This piece originally appeared on newstatesman.com.
What does empowerment look like for young women today? That’s the debate du jour and, as ever, it stars a pretty young pop star in her pants. It all started when Sinead O’Connor wrote an open letter to the perennially half-naked sexpot of the moment, Miley Cyrus, advising her not to let the male-dominated music industry “make a fool” of her.
Cyrus responded, as she usually does, by sticking out her tongue and taking off her clothes. Other female rock stars weighed in: Amanda Palmer wants O’Connor to respect Cyrus’s integrity as an artist. Annie Lennox is disturbed by porny music videos. Whose camp are you in? And who is being exploited—apart from the millions of readers who have flicked guiltily through endless snaps of Miley Cyrus in her scanties just to check how shocking they really are?
Nobody has covered themselves in glory in this insalubrious episode. Not O’Connor, whose “motherly” advice strayed into slut-shaming, as she warned the younger singer about the dangers of being a “prostitute” and advised her that “your body is for you and your boyfriend”; not Cyrus, whose response was a cruel jab at the older woman’s mental health history. Nor the rest of us, the clickbait hunters and tabloid outrage merchants rubbing our hands with glee.
This is a familiar discussion. On the one hand, the worried middle-aged woman lecturing the ingénue on the importance of wearing clothes in public; on the other, the girl who is sick of being cast as a pure and perfect princess, who wants to have fun and feel powerful and has limited options for doing so in a society that remains intolerant of women trying to claim space as anything at all except hot and half-dressed. Miley Cyrus grew up in public as the Disney Channel’s tame tween everygirl, Hannah Montana—a role every bit as artificial as the power-toolhumping sexpot pose. In a recent sketch for Saturday Night Live, Cyrus declared that Hannah Montana had been “murdered”—and her glee was obvious.

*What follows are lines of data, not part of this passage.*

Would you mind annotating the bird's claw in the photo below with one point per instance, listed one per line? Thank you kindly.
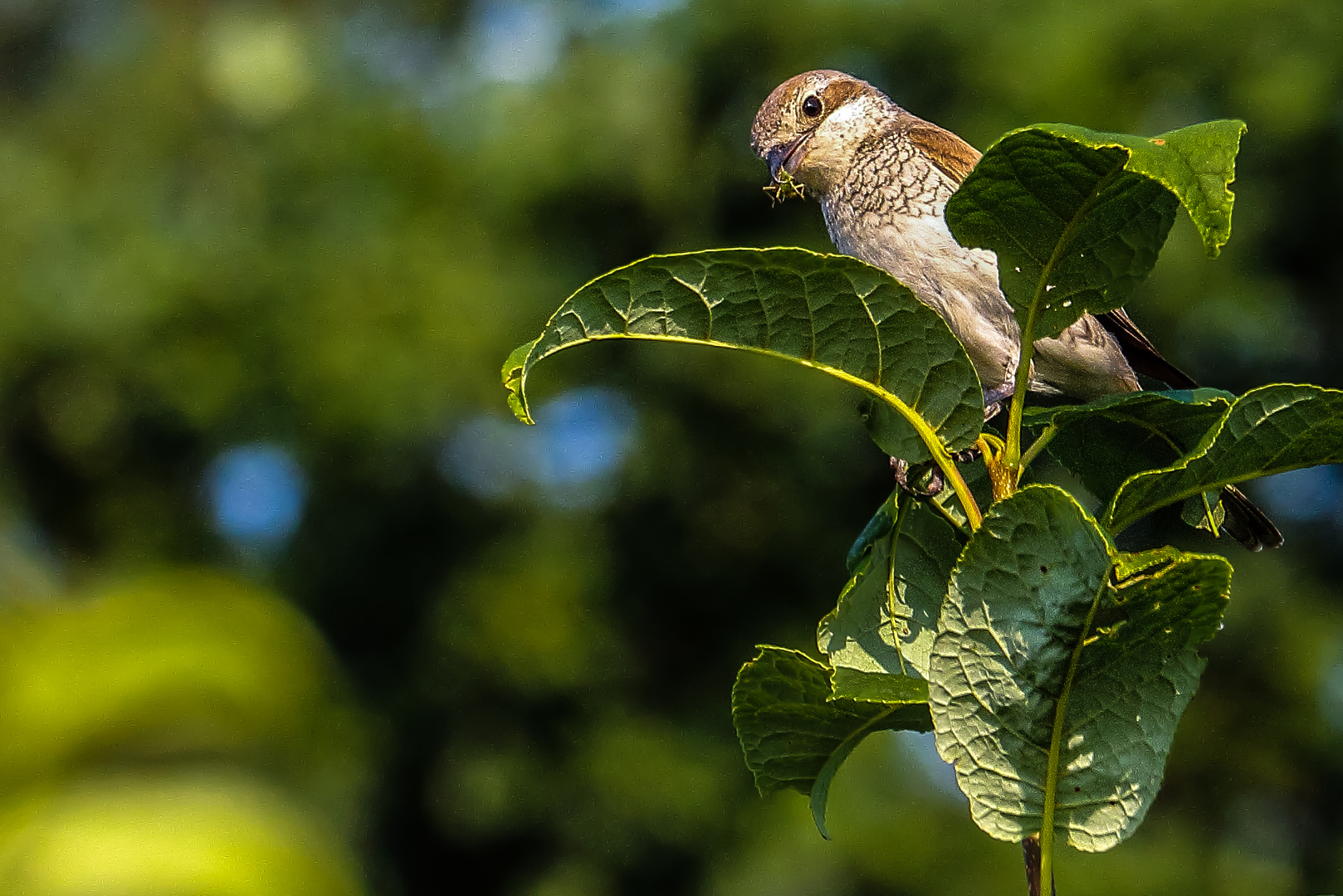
(927, 481)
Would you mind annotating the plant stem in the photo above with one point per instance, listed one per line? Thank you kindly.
(1038, 445)
(1056, 740)
(958, 484)
(1030, 852)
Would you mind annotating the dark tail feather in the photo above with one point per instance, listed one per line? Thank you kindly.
(1247, 523)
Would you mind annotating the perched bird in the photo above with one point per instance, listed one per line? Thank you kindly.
(882, 178)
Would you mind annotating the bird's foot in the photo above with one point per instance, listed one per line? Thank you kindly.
(994, 399)
(923, 480)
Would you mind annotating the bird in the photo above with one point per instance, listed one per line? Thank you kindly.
(882, 178)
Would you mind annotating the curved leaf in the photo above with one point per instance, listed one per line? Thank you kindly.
(1112, 438)
(1062, 670)
(794, 735)
(1267, 430)
(829, 312)
(888, 611)
(1077, 217)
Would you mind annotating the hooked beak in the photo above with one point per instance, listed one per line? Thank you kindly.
(787, 158)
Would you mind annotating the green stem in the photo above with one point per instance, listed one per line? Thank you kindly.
(1047, 822)
(958, 484)
(1038, 445)
(945, 514)
(903, 505)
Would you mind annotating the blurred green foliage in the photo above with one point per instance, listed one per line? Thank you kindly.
(323, 227)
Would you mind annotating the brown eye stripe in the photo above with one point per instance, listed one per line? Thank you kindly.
(840, 91)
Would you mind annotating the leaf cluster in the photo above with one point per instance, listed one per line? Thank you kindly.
(1052, 666)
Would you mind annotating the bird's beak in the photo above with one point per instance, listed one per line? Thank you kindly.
(789, 156)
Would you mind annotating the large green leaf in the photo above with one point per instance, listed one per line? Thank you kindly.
(1077, 217)
(1062, 670)
(1267, 430)
(1112, 438)
(903, 581)
(794, 735)
(829, 312)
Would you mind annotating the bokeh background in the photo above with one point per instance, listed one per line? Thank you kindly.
(291, 605)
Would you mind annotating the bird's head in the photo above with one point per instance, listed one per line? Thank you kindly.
(812, 124)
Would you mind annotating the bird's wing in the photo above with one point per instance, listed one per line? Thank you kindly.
(952, 155)
(1139, 351)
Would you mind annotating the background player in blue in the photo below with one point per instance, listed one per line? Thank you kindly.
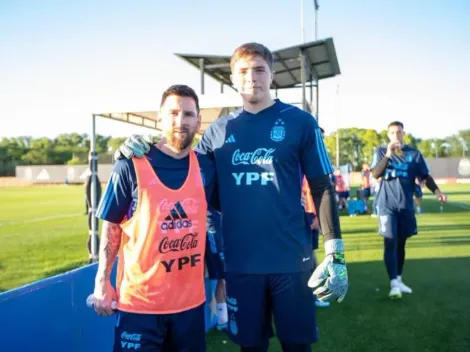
(180, 121)
(260, 152)
(399, 165)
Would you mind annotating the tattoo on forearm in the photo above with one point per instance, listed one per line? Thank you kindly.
(109, 247)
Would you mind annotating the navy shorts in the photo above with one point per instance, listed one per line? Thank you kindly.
(315, 238)
(397, 223)
(178, 332)
(254, 300)
(418, 192)
(214, 256)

So, is Miley Cyrus empowered or is she exploited when she wriggles around naked on an enormous wrecking ball, smashing into a music culture already saturated with images of slender girls in tiny pants? Is Sinead O’Connor being selflessly brave, or is she a hectoring, prudish old hag? Are young girls better off stripping and twerking for money, or covering up for fear of being judged, exploited or attacked? Should they be allowed to make mistakes in public in a society whose horny hatred for young women’s real bodies is so treacherous to negotiate, or should we just lock them up for their own protection? On and on and on. The debate has been raging for years and it will continue for as long as we continue to treat young women as commodities, rather than human beings.

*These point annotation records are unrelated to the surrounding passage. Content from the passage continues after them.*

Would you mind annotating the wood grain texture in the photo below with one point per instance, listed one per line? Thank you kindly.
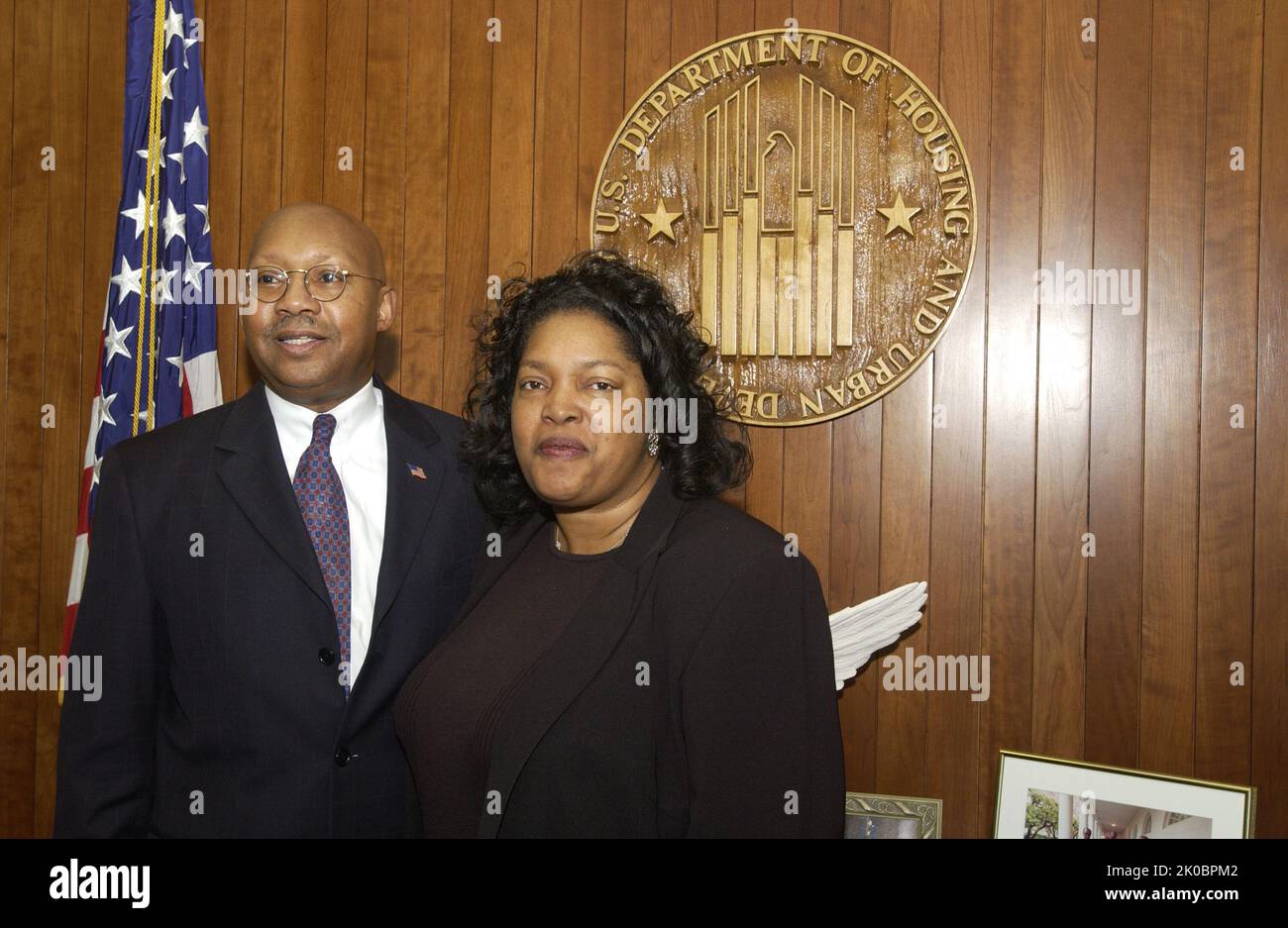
(1031, 425)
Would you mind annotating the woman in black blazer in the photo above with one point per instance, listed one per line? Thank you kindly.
(635, 657)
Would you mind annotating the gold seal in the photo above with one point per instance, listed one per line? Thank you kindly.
(810, 201)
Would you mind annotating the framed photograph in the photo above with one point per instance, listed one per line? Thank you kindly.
(870, 815)
(1051, 797)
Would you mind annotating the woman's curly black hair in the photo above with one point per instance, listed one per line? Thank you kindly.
(661, 340)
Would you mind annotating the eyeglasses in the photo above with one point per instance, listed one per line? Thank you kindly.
(325, 282)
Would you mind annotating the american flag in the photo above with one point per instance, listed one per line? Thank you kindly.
(158, 357)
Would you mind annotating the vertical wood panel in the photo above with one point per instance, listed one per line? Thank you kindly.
(601, 90)
(957, 450)
(513, 128)
(262, 142)
(60, 451)
(1172, 387)
(384, 166)
(554, 198)
(906, 420)
(733, 18)
(304, 101)
(223, 58)
(1064, 381)
(807, 450)
(29, 252)
(1010, 412)
(1270, 628)
(425, 202)
(854, 570)
(346, 102)
(1229, 326)
(764, 490)
(1117, 390)
(469, 137)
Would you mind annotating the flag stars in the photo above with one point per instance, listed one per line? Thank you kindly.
(205, 214)
(140, 216)
(172, 25)
(162, 288)
(114, 343)
(194, 132)
(192, 274)
(129, 280)
(104, 406)
(172, 223)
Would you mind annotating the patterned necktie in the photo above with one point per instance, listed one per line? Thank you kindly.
(321, 497)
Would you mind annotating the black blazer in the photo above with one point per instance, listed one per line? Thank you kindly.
(694, 692)
(219, 686)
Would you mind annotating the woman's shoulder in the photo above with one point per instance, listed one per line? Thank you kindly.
(715, 538)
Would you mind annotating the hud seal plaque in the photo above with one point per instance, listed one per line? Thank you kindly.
(809, 200)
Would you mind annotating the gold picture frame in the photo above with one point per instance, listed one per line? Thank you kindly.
(1150, 803)
(874, 815)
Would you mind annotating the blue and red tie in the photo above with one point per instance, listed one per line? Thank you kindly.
(321, 497)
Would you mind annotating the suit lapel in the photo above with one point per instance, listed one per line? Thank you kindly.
(411, 495)
(254, 472)
(581, 649)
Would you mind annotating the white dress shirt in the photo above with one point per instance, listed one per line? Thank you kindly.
(362, 461)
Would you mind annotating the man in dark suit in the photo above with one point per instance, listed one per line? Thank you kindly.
(265, 575)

When you are a young girl in a world that hates women’s bodies, your developing sexuality is a loaded weapon and your parents, peers and teachers line up to make sure you never learn how to use it. Instead, you are meant to polish the thing to a shine, twirl it about; perform sexy but don’t actually have sex. You can play with power, as long as you never claim it; you can enact desire, as long as you don’t act on it. All the while, you’re told that being young, beautiful and vulnerable is still the best thing that a woman can possibly be – that you’d better grab what power you can right now, before time and gravity take that away, too.
How are young women meant to grow up free and brave in a world that covets our commercial potential and despises us when we demand control of our destinies? It would help if we stopped speaking of “empowerment” and “exploitation” as if those things were mutually exclusive. When a young woman puts on latex panties and grinds with a middle-aged creep on stage, because she knows that doing so will get her money and attention, is there power there? Hell, yes. Is that power bounded on all sides by patriarchy? Yes, again.

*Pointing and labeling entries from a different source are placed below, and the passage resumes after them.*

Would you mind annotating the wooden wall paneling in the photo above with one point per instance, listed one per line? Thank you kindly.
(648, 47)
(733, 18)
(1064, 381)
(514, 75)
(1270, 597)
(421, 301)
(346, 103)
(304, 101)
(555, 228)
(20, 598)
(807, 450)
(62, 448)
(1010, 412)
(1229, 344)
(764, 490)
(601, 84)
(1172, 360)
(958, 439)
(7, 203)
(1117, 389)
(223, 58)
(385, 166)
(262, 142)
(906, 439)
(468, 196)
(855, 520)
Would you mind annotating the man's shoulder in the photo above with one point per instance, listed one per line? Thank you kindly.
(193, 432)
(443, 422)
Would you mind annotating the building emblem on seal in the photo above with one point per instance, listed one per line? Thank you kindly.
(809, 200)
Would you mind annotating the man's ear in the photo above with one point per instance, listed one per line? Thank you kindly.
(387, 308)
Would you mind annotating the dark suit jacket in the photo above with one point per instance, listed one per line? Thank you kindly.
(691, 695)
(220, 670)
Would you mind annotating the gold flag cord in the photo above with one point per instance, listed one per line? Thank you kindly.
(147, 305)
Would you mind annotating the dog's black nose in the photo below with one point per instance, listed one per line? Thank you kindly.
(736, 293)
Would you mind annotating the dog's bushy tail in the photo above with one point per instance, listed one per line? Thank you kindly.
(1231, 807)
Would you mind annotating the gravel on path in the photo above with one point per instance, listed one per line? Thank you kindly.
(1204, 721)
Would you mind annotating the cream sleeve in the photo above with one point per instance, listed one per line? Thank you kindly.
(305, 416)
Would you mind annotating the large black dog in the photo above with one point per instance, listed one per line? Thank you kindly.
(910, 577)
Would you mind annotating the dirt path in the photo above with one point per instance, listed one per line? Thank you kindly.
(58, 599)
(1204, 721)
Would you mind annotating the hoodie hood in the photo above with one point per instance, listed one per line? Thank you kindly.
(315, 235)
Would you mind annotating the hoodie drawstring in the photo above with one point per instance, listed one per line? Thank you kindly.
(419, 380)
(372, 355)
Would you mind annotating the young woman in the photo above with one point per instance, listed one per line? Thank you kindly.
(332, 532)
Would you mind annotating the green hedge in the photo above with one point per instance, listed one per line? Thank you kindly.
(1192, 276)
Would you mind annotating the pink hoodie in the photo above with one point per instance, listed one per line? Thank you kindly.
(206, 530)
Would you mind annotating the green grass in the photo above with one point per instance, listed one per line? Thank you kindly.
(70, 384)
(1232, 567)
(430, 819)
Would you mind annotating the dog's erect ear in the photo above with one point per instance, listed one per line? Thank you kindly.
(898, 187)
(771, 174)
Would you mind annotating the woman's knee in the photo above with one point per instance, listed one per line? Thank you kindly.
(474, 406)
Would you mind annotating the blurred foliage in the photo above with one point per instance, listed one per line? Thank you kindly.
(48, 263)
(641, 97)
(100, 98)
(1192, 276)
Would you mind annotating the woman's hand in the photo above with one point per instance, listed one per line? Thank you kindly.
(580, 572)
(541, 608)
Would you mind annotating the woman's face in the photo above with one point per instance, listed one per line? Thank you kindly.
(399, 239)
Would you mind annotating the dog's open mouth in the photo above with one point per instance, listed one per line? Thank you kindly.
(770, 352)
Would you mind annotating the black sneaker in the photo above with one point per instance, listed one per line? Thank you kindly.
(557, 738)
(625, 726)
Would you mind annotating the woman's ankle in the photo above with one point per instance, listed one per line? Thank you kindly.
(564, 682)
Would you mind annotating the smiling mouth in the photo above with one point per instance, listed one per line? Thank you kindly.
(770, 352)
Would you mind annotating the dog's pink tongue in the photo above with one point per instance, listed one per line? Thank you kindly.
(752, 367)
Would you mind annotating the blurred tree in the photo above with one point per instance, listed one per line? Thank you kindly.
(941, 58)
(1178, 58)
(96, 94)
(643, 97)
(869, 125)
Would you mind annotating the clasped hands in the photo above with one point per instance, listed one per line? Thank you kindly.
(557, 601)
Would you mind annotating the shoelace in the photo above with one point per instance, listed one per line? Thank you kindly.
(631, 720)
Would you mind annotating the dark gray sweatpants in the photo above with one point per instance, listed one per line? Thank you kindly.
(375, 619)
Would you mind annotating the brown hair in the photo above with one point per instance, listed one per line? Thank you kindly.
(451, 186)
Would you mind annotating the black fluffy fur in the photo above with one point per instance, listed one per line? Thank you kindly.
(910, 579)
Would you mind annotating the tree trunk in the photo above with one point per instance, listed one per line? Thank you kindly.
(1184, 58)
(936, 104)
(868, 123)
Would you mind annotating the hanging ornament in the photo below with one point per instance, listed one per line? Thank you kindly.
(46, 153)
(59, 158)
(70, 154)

When I was 20, I did some very silly things in search of that brief, thrilling sexual power that is the privilege of the young, drunk and naked. I stripped and bounced and let myself be exploited by older, more powerful men who couldn’t care less about my inner beauty; I danced half-naked onstage with fabulous drag artists in purple suspenders and I looked ridiculous and had a lot of fun. I am lucky to have more scars than I have regrets. Now, when I see younger women I love and admire trying to negotiate that vanishing territory between slut-shaming and self-objectification, it makes me want to cram my whole fist in my mouth—but I will swallow it before I judge them.
Sinead O’Connor is right about one thing: The music industry does not care about young women. Society does not care about young women—not, that is, about female people who just happen to be young. Rather, it cares about Young WomenTM as concept and commodity, Young WomenTM as pose and performance, Young WomenTM and how much money you can squeeze out of them before they turn around and demand to be treated like human beings—which is still the most shocking thing an actual female person can do.
The problem is not that we cannot decide whether nearly-naked pop stars are empowered or exploited. The problem is that bland sexual performance is still the only power this society grants to young women, and it grants it grudgingly, rushing to judge and humiliate them whenever they claim it. Rather than condemn girls as they try to negotiate this strange, sexist society—a society that offers temporary, dazzling power to those who play the game—we should be supporting them as they grow up, make art and stick out their tongue at the whole stuck-up world—and that starts with a stand against slut-shaming.